Years ago when I was in oilfield a guy somehow hit a cow with a Kenworth and totaled out the truck, was not a pretty sight.
My first car in high school was a 80s sunbird. One night me and buddy were cruising back roads and I hit a deer going around 50. Deer flew off into ditch and I kept going. Was amusing when we finally stopped an hour later to see hair stuck in paint cracks in front bumper
NickD
PowerDork
12/15/19 12:33 p.m.
Try hitting two cows at once whil doing 112mph in a trophy truck. Driver was okay, the truck and cows, not so much.

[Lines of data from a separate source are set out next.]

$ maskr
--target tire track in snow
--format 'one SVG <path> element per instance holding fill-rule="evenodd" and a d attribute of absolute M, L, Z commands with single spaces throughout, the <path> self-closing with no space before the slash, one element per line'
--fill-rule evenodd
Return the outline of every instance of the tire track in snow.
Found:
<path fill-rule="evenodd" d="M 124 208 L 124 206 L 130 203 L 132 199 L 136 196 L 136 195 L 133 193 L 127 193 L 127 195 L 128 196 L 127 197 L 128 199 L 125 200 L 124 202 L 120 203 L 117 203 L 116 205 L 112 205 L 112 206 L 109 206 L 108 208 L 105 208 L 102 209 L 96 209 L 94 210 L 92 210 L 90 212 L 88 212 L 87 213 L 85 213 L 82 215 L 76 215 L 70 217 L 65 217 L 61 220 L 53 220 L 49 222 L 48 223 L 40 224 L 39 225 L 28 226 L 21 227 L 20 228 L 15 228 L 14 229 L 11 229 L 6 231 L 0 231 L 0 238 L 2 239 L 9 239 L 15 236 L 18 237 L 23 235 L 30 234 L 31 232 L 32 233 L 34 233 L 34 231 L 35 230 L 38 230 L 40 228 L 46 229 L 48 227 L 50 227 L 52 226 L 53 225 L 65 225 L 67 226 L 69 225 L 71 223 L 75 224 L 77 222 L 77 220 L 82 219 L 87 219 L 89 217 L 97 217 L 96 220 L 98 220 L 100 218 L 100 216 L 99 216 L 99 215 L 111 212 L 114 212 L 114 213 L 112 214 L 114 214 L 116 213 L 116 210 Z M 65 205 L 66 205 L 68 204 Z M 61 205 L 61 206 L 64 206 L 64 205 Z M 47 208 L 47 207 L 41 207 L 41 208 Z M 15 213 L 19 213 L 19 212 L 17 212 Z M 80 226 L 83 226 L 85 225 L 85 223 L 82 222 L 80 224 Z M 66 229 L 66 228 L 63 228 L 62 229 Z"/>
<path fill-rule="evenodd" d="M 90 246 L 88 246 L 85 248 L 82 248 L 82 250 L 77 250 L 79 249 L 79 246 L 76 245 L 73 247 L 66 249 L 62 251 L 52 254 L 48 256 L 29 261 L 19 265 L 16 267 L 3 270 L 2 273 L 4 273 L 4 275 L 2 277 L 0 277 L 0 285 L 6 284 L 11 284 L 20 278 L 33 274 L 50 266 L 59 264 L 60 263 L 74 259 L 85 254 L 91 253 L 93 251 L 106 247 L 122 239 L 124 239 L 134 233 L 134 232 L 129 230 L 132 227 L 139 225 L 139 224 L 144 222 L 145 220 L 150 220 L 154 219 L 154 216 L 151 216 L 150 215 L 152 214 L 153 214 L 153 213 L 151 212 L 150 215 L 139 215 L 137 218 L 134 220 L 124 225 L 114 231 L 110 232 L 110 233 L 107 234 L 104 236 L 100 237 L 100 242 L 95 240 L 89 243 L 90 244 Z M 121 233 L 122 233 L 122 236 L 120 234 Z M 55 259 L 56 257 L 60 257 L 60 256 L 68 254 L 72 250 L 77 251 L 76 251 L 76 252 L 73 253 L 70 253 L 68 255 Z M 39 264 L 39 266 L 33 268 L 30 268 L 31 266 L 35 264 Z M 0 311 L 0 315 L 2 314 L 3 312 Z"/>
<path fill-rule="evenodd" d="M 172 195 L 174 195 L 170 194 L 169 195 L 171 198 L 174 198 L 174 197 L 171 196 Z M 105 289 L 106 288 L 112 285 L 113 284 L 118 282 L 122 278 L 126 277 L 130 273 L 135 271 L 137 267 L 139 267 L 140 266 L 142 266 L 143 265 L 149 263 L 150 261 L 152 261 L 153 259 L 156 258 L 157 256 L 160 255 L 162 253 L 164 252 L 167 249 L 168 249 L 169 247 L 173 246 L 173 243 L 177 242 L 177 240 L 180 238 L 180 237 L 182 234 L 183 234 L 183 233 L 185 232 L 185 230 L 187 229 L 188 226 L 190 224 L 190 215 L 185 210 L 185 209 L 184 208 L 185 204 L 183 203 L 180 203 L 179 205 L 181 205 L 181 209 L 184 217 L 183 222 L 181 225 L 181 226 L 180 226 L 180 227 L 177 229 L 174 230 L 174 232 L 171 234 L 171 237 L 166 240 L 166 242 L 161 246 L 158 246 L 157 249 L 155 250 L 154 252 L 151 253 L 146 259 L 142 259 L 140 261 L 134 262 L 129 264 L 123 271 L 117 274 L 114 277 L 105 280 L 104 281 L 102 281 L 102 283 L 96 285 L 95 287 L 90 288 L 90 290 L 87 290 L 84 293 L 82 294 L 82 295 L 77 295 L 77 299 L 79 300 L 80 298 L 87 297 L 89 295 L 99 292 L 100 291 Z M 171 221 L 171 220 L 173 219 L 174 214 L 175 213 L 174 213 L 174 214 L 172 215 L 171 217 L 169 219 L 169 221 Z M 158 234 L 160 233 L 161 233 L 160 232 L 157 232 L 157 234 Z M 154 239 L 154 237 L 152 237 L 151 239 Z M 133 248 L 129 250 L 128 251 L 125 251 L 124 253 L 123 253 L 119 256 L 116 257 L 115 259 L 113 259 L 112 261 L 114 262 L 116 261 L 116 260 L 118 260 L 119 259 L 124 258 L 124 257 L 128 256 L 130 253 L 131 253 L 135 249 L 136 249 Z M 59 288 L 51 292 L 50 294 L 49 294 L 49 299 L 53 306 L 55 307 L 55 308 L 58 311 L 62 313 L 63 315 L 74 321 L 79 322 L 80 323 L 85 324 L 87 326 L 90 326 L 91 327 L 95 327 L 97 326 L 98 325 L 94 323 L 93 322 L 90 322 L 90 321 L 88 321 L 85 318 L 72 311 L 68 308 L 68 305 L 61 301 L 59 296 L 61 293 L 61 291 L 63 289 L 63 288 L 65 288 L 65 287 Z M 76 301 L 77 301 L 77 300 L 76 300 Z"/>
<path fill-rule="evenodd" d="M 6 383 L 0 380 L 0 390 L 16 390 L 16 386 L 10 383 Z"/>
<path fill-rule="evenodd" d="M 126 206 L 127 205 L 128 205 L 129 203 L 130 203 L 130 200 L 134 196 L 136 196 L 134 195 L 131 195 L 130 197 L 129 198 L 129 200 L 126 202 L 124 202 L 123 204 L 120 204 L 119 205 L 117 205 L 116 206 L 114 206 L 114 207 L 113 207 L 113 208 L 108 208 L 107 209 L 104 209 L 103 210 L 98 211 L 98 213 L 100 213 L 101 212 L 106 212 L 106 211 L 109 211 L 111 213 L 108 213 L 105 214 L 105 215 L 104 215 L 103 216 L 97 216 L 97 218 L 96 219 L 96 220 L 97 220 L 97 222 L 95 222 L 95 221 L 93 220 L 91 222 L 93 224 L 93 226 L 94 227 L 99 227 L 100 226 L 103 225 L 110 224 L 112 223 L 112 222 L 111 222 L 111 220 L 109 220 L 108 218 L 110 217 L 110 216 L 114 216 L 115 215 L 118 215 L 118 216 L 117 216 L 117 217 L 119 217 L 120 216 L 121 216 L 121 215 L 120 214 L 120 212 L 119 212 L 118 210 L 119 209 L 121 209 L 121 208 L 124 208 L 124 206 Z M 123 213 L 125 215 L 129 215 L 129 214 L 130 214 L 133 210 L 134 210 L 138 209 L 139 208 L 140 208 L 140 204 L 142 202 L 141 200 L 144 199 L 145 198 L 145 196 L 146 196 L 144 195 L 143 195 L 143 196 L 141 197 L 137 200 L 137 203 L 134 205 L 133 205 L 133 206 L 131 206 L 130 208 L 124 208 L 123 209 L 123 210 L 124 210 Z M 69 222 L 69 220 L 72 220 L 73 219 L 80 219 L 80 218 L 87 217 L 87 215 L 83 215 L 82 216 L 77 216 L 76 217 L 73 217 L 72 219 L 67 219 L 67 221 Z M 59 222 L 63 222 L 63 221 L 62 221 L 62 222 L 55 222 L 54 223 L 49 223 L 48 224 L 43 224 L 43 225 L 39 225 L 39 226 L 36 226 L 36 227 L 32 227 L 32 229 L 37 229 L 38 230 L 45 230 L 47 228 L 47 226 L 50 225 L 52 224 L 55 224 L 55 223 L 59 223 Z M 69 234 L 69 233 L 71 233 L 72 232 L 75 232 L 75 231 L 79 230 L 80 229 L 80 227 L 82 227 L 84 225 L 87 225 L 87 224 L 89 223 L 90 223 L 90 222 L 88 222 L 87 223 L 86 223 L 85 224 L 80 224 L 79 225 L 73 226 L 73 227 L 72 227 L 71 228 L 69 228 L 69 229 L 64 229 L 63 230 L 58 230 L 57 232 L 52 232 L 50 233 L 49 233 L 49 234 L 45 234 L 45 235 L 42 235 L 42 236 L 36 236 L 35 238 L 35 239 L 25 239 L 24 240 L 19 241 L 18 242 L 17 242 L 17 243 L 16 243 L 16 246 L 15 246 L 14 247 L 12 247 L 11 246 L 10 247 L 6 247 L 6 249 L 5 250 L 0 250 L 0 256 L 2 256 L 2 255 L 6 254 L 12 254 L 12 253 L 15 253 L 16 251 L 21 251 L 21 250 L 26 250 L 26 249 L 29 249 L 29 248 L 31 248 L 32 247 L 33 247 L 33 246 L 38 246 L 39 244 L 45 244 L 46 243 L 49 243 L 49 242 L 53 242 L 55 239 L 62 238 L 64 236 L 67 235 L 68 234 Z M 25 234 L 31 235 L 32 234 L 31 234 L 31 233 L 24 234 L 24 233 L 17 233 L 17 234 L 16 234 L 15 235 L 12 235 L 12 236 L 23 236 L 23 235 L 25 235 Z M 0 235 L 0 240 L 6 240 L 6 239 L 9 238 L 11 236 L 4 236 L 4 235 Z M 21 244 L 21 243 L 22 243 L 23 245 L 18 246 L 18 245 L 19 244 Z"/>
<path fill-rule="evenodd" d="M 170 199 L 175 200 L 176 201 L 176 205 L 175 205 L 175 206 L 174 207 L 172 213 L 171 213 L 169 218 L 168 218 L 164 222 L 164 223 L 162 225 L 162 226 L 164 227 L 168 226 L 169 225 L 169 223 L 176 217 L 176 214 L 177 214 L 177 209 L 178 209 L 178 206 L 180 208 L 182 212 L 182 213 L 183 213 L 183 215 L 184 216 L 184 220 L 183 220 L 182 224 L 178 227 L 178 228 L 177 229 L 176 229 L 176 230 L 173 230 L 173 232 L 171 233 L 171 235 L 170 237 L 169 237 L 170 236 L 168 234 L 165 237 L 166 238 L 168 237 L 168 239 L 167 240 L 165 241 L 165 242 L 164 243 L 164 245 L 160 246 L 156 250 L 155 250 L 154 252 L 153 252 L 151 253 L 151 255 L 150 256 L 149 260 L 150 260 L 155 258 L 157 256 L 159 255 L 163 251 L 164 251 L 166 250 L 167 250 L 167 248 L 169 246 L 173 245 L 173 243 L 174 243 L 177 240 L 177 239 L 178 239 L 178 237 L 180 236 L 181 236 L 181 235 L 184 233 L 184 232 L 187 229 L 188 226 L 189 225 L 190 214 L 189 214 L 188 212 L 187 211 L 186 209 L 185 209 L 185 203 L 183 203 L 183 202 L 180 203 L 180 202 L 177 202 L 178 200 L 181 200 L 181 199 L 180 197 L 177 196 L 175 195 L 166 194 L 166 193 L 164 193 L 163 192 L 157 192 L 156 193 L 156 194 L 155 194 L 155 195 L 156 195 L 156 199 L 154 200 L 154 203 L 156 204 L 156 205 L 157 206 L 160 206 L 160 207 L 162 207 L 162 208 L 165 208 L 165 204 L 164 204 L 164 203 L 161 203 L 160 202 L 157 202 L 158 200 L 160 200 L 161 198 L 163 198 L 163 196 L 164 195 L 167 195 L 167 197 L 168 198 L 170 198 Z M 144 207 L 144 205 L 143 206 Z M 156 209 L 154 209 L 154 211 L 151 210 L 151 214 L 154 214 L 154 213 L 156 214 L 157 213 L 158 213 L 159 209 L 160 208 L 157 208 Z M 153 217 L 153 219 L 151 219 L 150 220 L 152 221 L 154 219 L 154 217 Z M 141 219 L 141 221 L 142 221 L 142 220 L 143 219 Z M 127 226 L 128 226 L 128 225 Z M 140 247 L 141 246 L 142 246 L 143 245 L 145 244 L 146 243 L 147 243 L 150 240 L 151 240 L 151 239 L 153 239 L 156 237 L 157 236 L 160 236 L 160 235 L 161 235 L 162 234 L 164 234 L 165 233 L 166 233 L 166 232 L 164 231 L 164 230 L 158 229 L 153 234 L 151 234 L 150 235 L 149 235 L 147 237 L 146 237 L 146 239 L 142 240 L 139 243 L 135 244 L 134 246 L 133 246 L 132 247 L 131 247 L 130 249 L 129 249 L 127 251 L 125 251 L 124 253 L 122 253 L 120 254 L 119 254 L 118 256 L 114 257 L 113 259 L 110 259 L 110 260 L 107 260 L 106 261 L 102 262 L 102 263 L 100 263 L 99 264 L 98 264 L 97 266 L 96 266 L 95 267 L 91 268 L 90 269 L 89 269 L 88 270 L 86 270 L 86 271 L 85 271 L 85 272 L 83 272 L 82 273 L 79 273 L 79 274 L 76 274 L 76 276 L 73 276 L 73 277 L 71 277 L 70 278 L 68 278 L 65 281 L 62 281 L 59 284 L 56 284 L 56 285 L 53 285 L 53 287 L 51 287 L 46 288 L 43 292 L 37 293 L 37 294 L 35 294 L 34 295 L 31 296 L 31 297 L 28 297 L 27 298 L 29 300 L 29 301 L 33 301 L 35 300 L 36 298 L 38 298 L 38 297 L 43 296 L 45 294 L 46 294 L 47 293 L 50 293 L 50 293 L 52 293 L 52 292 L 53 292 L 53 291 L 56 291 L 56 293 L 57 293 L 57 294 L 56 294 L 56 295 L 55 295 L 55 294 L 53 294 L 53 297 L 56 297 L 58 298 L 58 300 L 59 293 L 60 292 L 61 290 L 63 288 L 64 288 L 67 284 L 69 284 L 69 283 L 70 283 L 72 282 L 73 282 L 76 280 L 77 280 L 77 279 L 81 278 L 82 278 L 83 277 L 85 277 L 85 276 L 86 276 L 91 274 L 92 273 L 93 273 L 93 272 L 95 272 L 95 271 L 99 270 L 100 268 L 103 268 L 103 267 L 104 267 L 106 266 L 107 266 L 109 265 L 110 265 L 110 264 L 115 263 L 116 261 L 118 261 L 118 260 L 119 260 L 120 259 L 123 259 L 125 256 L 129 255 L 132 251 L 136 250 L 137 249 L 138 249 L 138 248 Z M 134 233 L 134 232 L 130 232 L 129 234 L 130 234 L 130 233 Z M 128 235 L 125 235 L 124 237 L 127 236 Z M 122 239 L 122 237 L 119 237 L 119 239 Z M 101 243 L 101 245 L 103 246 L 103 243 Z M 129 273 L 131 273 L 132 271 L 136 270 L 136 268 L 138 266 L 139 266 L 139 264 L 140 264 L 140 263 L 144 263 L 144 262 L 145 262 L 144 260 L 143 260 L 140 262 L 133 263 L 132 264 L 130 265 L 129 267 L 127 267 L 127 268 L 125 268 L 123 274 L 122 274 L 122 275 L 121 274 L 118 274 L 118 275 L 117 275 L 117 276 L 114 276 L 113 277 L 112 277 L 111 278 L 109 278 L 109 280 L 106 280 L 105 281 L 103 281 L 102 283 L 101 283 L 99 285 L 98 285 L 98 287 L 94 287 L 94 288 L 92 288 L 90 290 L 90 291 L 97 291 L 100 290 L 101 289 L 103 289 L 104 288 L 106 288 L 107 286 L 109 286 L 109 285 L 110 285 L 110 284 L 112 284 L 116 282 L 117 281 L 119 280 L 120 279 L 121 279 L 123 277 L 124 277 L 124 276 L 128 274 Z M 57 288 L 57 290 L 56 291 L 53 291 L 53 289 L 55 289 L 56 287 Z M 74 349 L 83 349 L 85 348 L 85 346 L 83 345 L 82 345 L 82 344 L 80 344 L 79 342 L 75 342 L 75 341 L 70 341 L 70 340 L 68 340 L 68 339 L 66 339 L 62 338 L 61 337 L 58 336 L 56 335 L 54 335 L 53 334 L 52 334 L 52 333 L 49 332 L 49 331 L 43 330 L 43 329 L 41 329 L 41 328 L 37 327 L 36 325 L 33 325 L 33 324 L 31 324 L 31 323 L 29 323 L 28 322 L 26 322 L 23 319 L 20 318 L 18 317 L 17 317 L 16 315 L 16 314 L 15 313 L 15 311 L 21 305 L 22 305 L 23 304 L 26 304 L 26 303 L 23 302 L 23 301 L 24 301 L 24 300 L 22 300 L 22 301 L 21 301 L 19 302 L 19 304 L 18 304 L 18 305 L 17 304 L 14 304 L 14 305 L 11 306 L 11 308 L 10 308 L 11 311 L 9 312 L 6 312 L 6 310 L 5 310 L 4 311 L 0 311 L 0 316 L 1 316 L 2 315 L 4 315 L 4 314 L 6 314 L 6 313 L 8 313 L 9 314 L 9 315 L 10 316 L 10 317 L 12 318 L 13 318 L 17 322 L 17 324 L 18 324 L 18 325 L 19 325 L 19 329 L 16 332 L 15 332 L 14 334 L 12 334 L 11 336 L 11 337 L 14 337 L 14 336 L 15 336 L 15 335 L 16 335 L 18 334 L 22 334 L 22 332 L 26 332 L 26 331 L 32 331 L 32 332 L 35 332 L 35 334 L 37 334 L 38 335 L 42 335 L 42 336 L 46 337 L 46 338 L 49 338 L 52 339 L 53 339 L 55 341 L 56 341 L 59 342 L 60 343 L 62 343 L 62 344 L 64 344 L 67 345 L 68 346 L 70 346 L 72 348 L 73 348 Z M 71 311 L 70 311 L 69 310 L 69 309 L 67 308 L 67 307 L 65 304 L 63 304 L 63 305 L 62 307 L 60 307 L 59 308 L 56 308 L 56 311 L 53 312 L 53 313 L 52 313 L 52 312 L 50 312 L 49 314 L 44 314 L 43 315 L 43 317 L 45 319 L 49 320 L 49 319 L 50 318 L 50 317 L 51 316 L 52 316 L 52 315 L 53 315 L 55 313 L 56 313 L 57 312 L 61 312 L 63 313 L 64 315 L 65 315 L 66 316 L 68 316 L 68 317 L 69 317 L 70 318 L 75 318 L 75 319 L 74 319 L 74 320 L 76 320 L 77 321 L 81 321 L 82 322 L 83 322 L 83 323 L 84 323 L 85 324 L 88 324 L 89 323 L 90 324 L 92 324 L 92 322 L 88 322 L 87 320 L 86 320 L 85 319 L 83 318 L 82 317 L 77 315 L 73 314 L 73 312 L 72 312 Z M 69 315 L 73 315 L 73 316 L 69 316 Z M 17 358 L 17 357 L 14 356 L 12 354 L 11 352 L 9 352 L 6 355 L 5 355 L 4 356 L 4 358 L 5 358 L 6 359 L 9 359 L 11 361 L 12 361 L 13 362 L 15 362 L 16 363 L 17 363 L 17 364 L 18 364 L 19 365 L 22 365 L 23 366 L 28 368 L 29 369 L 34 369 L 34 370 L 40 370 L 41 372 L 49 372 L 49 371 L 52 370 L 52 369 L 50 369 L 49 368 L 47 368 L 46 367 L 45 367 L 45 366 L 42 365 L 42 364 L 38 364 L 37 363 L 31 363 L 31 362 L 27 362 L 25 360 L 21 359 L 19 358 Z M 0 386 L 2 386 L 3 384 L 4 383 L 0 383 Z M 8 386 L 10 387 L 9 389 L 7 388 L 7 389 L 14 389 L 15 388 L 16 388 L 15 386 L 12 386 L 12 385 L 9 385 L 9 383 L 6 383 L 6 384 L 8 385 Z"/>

I lived Sparwood, in the Elk Valley in eastern British Columbia for a winter. Elk are the stupidest animals in the world. They like to congregate in herds in the middle of the highway, just over the crest of a hill, at dawn, to lick up the road salt. They do not notice cars, it seems, and if they do, they don't care at all.
In reply to NickD :
In motorcycle basics courses, they tell you to get over debris you cant avoid by goosing the throttle right before your front tire hits the object to lighten the front end and give you some extra suspension compression room. Knowing how much trophy trucks squat/dive with speed acceleration/braking, wonder if that would have gone better for the driver and truck if he'd punched the gas...
NickD
PowerDork
12/15/19 2:36 p.m.
In reply to JohnInKansas :
Probably would have helped, but I'm sure instinct kicks in and makes you mash the brakes when a couple thousand pounds of beef run in front of you while you're moving at triple digit speeds.
One of my proudest car-related moments was when I ran over a flying bird! In my '71 Chevelle, doing about 60mph, a bird was flying across the road just as I was driving by. BUMP BUMP and I looked in the rearview mirror and feathers were going everywhere. Somehow the bird flew into my left front and both left tires ran over it.